I. Origins of Theatre
Little information about the origin of theatre has survived. The information we do have comes from wall paintings, decorations, artifacts, and hieroglyphics that show the importance of successful hunts, seasonal changes, life cycles, and stories of the gods. From these we see the necessity of passing along the experiences of the old to the young through art, storytelling, and dramatizing events. This practice gave the youth of a culture a guide and a plan for their own lives.
Theatre emerged from myth , ritual, and ceremony. Early societies perceived connections between certain actions performed by the group or leaders in the group and the desired results of the whole society. These actions moved from habit, to tradition, and then on to ceremony and ritual. The formulation of these actions, and the consequent repetition and rehearsal, broke the ground for theatre.

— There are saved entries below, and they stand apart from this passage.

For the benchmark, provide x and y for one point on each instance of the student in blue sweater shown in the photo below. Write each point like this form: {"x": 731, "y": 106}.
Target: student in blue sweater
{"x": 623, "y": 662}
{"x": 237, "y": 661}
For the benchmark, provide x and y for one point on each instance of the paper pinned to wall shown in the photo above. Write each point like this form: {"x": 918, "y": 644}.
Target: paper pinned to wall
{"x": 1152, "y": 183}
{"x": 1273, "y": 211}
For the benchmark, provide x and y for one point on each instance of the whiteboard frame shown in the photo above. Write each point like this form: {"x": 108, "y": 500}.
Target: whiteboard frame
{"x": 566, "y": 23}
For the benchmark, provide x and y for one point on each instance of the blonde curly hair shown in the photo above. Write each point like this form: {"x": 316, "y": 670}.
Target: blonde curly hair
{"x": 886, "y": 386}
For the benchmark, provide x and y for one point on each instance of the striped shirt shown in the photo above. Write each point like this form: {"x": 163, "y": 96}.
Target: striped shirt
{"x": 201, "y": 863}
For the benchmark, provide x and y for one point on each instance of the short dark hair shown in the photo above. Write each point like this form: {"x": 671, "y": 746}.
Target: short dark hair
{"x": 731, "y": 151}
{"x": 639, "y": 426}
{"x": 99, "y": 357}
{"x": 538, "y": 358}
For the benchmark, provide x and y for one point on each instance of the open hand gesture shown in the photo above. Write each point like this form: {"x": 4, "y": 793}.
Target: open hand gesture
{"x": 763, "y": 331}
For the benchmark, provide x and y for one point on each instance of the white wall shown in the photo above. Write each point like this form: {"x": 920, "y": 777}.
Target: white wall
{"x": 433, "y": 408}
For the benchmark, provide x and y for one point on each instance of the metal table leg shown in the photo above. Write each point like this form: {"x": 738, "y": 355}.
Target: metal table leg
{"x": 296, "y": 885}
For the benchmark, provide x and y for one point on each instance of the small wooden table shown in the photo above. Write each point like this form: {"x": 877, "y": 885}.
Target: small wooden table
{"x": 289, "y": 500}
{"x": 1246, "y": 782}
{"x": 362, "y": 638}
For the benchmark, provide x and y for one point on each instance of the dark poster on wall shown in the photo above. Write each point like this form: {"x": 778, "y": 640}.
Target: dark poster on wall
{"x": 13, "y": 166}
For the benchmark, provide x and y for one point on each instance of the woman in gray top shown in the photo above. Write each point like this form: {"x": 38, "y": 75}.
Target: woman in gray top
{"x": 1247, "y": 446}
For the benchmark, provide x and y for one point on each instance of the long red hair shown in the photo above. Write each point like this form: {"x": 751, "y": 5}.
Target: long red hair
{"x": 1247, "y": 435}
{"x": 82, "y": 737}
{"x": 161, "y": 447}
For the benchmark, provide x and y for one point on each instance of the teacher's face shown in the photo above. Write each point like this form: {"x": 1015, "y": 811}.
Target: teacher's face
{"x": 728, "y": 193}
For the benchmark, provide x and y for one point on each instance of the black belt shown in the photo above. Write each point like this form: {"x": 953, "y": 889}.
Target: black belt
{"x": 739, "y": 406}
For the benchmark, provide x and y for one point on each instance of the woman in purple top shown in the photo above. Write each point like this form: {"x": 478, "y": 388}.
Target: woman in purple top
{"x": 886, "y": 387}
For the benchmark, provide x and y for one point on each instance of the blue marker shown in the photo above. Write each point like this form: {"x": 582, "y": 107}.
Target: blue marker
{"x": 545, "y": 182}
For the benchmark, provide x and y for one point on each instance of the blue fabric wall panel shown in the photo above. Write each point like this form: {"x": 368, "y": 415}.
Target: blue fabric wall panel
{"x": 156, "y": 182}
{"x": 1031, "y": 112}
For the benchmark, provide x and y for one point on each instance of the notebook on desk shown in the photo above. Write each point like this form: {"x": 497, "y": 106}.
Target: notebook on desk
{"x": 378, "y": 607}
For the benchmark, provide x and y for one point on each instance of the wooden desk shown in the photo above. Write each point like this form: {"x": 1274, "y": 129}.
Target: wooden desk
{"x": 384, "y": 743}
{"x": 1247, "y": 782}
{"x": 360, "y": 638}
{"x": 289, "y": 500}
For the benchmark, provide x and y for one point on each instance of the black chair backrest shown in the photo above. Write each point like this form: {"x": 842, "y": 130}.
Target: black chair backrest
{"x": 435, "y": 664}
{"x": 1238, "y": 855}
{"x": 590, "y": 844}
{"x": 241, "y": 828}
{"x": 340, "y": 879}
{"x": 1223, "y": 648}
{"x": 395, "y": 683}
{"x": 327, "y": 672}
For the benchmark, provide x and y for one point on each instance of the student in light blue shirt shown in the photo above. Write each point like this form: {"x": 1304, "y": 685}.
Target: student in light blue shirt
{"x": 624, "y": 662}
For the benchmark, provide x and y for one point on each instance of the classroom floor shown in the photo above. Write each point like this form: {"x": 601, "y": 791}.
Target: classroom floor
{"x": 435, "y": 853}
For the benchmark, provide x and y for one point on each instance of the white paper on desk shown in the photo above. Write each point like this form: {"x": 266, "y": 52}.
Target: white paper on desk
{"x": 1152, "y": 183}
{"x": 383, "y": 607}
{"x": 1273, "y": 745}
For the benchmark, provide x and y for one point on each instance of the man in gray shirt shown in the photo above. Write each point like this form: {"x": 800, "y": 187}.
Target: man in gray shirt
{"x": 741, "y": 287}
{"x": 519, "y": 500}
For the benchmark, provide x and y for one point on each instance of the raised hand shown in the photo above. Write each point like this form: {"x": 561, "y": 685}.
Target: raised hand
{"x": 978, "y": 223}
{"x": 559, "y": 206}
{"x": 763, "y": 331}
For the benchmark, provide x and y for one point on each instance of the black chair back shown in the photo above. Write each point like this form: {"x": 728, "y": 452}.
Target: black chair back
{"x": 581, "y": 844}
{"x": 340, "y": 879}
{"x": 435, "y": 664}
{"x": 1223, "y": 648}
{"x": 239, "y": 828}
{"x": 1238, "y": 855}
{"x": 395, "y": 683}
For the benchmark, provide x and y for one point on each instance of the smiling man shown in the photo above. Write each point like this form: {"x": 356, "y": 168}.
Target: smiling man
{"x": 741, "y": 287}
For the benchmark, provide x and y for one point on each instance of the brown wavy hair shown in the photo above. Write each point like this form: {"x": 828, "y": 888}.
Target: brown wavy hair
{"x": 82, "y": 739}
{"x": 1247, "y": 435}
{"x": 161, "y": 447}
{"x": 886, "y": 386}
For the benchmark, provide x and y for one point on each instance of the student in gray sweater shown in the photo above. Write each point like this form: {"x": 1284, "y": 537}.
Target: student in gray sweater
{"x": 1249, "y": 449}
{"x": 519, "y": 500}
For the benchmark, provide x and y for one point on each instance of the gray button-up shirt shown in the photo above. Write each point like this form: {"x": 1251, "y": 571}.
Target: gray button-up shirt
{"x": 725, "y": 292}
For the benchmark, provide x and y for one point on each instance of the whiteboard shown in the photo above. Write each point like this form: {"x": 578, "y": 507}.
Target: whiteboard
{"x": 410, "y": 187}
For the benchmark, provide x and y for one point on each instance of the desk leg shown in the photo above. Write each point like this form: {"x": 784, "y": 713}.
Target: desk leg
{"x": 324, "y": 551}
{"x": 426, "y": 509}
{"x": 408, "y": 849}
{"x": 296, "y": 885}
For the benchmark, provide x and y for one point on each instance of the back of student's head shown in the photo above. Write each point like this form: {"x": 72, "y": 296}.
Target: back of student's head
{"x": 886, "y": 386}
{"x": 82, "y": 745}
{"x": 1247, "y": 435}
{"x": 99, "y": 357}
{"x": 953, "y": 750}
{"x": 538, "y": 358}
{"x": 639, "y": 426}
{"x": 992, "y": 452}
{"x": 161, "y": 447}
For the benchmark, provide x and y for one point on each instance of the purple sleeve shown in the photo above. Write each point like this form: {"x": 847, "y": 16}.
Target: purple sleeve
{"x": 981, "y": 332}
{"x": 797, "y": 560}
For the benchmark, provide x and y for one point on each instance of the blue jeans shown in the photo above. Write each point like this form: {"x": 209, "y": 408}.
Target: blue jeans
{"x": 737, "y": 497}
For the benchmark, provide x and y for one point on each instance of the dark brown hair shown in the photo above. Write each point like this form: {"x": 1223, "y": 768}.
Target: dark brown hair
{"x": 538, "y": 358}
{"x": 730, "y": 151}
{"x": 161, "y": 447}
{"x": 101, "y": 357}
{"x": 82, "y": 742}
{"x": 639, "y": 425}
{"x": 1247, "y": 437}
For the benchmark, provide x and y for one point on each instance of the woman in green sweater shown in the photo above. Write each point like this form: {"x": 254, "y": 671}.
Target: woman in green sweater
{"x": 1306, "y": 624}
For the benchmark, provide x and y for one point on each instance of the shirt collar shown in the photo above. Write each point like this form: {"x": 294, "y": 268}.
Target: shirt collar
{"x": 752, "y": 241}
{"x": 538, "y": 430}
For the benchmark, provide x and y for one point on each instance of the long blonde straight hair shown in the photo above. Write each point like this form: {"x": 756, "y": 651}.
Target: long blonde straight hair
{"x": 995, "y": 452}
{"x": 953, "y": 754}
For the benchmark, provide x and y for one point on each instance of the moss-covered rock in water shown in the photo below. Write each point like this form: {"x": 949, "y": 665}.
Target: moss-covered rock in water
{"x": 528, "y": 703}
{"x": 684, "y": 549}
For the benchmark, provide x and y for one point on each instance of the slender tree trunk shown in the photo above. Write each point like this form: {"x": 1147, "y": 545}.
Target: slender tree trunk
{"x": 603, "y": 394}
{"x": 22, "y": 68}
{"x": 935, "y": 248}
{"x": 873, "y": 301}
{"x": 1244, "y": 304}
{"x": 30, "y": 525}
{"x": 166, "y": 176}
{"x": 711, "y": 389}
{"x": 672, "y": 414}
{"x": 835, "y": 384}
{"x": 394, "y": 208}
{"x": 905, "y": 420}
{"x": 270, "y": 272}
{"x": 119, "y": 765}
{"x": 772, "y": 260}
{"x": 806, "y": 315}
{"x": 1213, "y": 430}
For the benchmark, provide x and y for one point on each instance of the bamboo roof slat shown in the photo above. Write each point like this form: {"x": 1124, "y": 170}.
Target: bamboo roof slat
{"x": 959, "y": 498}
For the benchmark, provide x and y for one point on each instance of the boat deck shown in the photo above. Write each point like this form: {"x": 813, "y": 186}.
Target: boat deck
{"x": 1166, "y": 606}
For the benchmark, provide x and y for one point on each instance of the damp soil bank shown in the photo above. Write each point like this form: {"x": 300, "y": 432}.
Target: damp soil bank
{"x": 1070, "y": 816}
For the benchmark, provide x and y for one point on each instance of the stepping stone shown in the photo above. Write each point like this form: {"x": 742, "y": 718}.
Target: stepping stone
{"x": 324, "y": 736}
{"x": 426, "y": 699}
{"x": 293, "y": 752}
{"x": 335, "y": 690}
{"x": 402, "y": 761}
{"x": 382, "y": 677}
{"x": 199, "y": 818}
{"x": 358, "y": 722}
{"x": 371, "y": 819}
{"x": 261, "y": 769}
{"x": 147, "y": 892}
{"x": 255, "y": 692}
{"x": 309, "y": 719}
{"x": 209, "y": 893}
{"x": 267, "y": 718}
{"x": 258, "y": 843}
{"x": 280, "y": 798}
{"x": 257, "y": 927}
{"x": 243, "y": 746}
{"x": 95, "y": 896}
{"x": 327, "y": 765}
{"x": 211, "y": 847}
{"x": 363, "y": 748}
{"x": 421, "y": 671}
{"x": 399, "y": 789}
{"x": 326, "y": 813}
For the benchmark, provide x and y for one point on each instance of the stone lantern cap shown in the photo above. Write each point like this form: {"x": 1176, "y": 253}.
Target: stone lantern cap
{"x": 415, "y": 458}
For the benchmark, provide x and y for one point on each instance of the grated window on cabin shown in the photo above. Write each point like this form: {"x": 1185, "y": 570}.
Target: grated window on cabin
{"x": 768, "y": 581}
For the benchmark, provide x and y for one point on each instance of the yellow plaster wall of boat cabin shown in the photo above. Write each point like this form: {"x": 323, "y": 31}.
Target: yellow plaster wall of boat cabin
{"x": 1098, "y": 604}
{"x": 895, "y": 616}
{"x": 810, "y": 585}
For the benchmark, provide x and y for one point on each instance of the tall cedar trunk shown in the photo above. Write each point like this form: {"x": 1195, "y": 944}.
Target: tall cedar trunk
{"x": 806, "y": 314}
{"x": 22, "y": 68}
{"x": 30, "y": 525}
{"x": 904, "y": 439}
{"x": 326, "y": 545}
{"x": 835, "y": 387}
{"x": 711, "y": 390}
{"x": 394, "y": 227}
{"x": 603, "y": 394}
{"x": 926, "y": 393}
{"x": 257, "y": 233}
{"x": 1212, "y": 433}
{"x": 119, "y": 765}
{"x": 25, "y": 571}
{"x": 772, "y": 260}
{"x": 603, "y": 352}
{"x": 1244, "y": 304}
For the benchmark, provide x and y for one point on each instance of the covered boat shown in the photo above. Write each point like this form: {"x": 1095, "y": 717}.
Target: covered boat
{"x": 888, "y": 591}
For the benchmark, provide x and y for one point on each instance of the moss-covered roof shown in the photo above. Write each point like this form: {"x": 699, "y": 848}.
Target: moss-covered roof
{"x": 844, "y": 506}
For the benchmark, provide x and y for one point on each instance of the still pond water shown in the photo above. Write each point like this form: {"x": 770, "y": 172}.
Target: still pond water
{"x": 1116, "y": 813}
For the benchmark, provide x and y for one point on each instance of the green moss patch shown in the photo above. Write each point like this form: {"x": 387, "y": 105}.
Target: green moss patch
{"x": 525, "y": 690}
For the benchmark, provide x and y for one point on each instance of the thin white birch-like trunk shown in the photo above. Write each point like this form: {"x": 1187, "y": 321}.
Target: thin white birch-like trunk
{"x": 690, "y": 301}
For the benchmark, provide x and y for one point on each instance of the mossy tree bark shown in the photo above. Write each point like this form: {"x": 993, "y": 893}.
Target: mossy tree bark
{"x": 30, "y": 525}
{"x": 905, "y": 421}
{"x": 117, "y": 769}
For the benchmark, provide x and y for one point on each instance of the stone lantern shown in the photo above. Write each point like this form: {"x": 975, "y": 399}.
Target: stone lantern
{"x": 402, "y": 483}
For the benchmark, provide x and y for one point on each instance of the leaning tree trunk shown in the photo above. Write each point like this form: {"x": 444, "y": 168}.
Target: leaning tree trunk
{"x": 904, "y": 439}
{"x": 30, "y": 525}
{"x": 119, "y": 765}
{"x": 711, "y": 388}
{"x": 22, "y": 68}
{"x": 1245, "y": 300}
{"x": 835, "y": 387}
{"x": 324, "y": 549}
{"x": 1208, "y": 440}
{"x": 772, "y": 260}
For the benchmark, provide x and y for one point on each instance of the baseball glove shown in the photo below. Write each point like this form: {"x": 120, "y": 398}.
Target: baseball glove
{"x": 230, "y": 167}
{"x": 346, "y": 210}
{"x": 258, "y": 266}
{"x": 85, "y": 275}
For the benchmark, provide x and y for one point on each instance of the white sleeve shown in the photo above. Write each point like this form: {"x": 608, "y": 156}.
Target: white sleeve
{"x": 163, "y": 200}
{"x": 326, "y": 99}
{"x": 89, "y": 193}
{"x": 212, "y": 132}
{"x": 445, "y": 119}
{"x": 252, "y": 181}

According to the mythologist Joseph Campbell, rituals are related to three basic concerns: pleasure, power, and duty. Power- influencing and controlling events- was often the intention of rituals such as ceremonies to guarantee a successful crop or to please the gods. Usually societies had rituals that glorified supernatural powers, victories, and heroes. Often supernatural forms would be represented using costumes and masks. Rituals that were practiced as duty to the gods, also brought entertainment and pleasure.
These rituals are accompanied by myths. The myths enter the storytelling tradition, gaining a life beyond the original rites. This new life allows the myths to move towards entertainment and the esthetic. These stories now are performed for their own sake and move towards theatre.
Through these rituals, leaders, or actors of sorts, emerged. These acting/leadership roles were often filled by elders and priests. In addition, the beginnings of acting spaces or auditoriums developed as a result of more elaborate rituals.
The earliest example of ceremony and ritual evolving towards theatre comes from ancient Egypt. "Pyramid texts" dating from 2800 to 2400 B.C., contain dramas sending the dead pharaoh off to the underworld. These dramas also the continuity of life and the pharaoh's power. There is also the Memphite Drama, recounting the story of the death and resurection of the god Osiris, and the coronation of his son Horus. The most important Egyptian drama, though, was the Abydos passion play. Like the Memphite drama, the Abydos passion play concerns the story of Osiris. The paramont egyptian myth, this drama was enacted at the most sacred place in Egypt, Abydos- the burial site of Osiris. .Performed annualy from 2500 to 550 B.C. and full of spectacle, this passion play is the first of its kind ever recorded and is the first example of theatre.